Online Articles

Online Articles

Is the Bible Incomprehensible?

A growing number of articles in the last few years emphasize difficulties in the translation of the scriptures. Perhaps they are slightly helpful in giving pause to some “hyper rationalists” who declare that all the Bible is easy if you’ll just let them interpret it for you! However, such essays need to be read with discretion, lest they undermine confidence in the word of God and the importance of following it carefully.

The dominant philosophy of our times is Postmodernism and those affected by it question the ability of language to communicate ideas. (Radical postmodernists don’t mind using language to promote their slogans such as “language is oppression,” but neither do they mind self-contradiction.) At any rate, challenging the understandability of language, especially translated language, can be a threat to disciples who believe that it is by words that they will be saved (Acts 11:14). The gospel message is the power of God to salvation! Any efforts to undermine the power of words threatens that concept.

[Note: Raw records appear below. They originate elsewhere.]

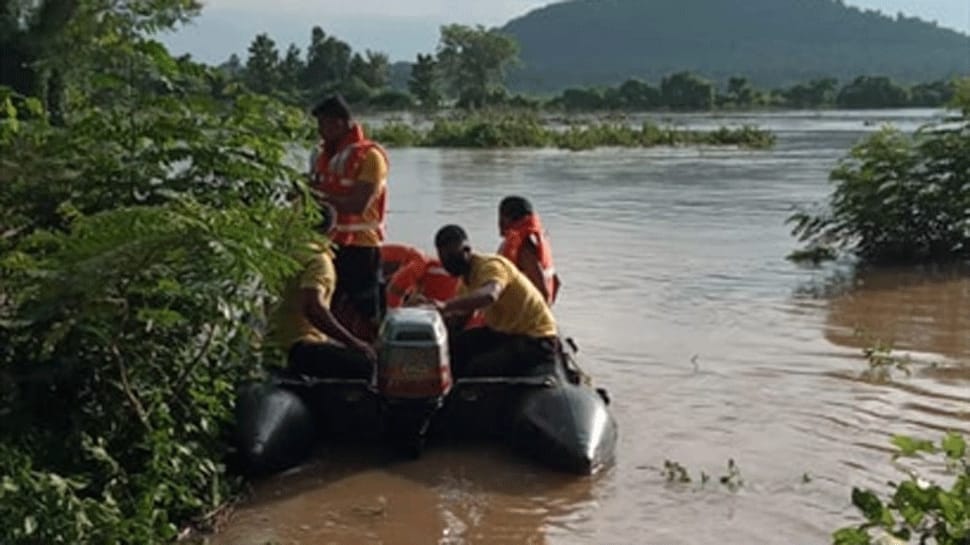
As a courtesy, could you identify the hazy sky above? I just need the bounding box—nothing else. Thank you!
[163,0,970,63]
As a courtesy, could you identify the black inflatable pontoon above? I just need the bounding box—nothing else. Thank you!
[233,311,618,475]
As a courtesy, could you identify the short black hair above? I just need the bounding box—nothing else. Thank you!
[498,195,533,221]
[434,225,468,248]
[311,94,352,121]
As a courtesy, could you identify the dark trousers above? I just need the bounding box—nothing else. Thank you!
[333,246,382,321]
[288,341,373,379]
[449,327,557,377]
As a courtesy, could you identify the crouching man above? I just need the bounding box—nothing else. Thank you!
[435,225,557,377]
[270,206,377,379]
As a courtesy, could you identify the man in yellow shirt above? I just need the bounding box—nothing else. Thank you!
[435,225,557,377]
[311,95,388,334]
[270,206,377,379]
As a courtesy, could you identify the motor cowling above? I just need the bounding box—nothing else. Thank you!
[377,307,452,401]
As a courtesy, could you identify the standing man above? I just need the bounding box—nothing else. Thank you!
[311,95,388,338]
[498,196,561,306]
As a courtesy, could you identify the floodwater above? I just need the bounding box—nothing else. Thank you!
[212,111,970,545]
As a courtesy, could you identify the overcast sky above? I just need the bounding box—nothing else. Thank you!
[163,0,970,63]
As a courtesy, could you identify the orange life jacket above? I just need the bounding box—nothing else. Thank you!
[498,214,560,305]
[381,244,424,278]
[387,256,459,308]
[312,125,387,246]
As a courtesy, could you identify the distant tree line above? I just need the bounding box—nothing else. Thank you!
[219,25,955,111]
[219,25,518,109]
[545,72,956,111]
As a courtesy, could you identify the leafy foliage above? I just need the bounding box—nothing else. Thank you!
[0,4,314,544]
[833,433,970,545]
[370,115,775,150]
[789,80,970,261]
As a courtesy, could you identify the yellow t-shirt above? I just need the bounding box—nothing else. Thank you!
[269,248,337,350]
[353,148,388,248]
[461,254,557,337]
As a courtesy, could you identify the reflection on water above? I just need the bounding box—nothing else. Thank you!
[214,112,970,545]
[218,446,593,545]
[825,266,970,366]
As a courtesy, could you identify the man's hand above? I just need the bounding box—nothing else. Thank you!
[404,293,434,307]
[354,341,377,364]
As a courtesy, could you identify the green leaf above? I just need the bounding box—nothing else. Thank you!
[936,490,968,528]
[892,435,936,456]
[24,515,37,536]
[941,432,967,460]
[832,528,872,545]
[852,488,885,524]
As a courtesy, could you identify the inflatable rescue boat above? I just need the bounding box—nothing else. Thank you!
[233,308,618,475]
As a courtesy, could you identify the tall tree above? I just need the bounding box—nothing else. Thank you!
[303,27,353,95]
[246,34,280,94]
[219,53,246,78]
[0,0,200,121]
[408,53,441,109]
[279,44,306,94]
[438,25,519,108]
[837,76,909,108]
[660,72,714,110]
[728,76,758,108]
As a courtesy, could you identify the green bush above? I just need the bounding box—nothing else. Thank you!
[789,80,970,262]
[0,38,314,545]
[833,433,970,545]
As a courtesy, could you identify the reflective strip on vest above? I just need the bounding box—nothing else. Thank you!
[334,221,384,233]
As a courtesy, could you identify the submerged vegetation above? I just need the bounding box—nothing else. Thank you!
[370,115,775,150]
[833,433,970,545]
[789,79,970,263]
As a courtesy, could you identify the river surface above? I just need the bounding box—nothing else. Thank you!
[212,111,970,545]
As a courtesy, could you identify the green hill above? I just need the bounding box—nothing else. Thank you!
[502,0,970,91]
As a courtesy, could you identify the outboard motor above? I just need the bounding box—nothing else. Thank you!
[377,307,452,457]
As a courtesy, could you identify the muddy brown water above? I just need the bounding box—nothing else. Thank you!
[210,111,970,545]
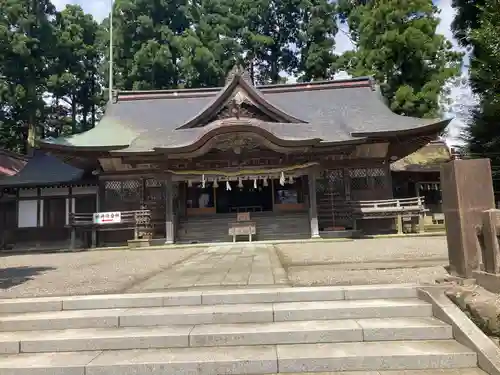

There is no doubt that many nuances and idiomatic expressions in biblical languages, especially ancient Hebrew, can be difficult to understand and translate. However, there also should be no doubt that the essential message of God’s love and our responsibility to respond to it also comes through clearly in good translations. When travelling to different countries, we have no alternative but to depend on interpretation and translation. Sure, some of the local flavor is lost in the translation, but if there's a fire in the hotel, we’ll follow interpreted instructions to get out! Jesus and his apostles endorsed the ability to know God’s will through translations because they quoted freely from the Septuagint, evidently a translation that left much to be desired.

The Blue Letter Bible quotes the translators of the KJV on this matter. Even if their Shakespearean English may be a little tough, their idea comes through. (Isn’t that the point here?)

“We do not deny, nay we affirm and avow, that the very meanest [worst] translation of the Bible in English, set forth by men of our profession, containeth the word of God, nay, is the word of God. As the King’s speech, which he uttereth in Parliament, being translated into French, Dutch,Italian and Latin, is still the King’s speech, though it be not interpreted by every translator with the like grace, nor peradventure so fitly for phrase, nor so expressly for sense, everywhere… No cause therefore why the word translated should be denied to be the word, or forbidden to be current, notwithstanding that some imperfections and blemishes may be noted in the setting forth of it.”